Projects



Source code retrieval for bug localization


The goal in automatic bug localization is to find bugs in the codebase of a large software repository. I use Information Retrieval (IR) techniques to build a software search engine. An IR based bug localization system finds ranked list of relevant source code files. The traditional way to do bug localization research is by using what's famously called a Bag-of-Words (BOW) approach. In a BOW approach only the frequencies of terms appearing in bug reports and source code files are considered in the model. And the position and ordering of words or terms have no meaning. This is a problem since words in any language, be it programming language or natural language, have contexts. Therefore, a term-term dependency model is needed which imposes positional and ordering constraints. I use Markov Random Field (MRF) based approach to enforce position and ordering constraints in IR model. If you are interested in knowing how MRF can be used to build a search engine, you will enjoy reading our MRF paper. For datasets you can refer to the BUGLinks dataset or moreBugs dataset.

I also created SCOR which is a source code retrieval tool that combines the power of MRF with semantic word embeddings to enhance retrieval precision. SCOR was published in MSR conference in 2019. I also published semantic word embeddings used in SCOR online. SCOR word embeddings are trained using the popular word2vec algorithm on 35000 Java repositories that contained over 30 million source code files and 1 billion software term tokens. It contains semantic word vectors for half million software vocabulary terms.

In addition to SCOR, I also created Bugzbook which is a large-scale and diverse bug localization dataset containing over 20000 bug reports belonging to Java, C/C++, and Python programming languages. Bugzbook will also be made available here. After experimenting with Bugzbook using eight retrieval algorithms we showed that SCOR outperforms all previous algorithms including MRF based algorithms.



Mapsd: A map of the world based on software development activity


Using GitHub open source repositories and the location information associated with each GitHub developer account I created a map of the world based on software development activity happening in different parts of the world. The medium blog discussing the method and results is publicly available.

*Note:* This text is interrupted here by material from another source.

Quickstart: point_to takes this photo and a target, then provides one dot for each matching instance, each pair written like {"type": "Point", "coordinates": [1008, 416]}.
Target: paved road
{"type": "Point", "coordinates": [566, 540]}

3D Modeling of Dormant Fruit Trees


Creating a very accurate 3D model of fruit trees is a challenging task. The ultimate goal of the project is to automate the process of pruning fruit trees. For this precision agriculture task a 3D model of the tree is required to locate candidate branches to prune. For details about this project please refer to the project webpage here. If you want to play with Kinect2 depth images of indoor and outdoor dormant trees, you can download the datasets here, here, and here. If you use these datasets please give us credit by citing our works. Collecting depth images of outdoor orchard trees was quite an experience! That too in snow! Most of the source code is in MATLAB and C++.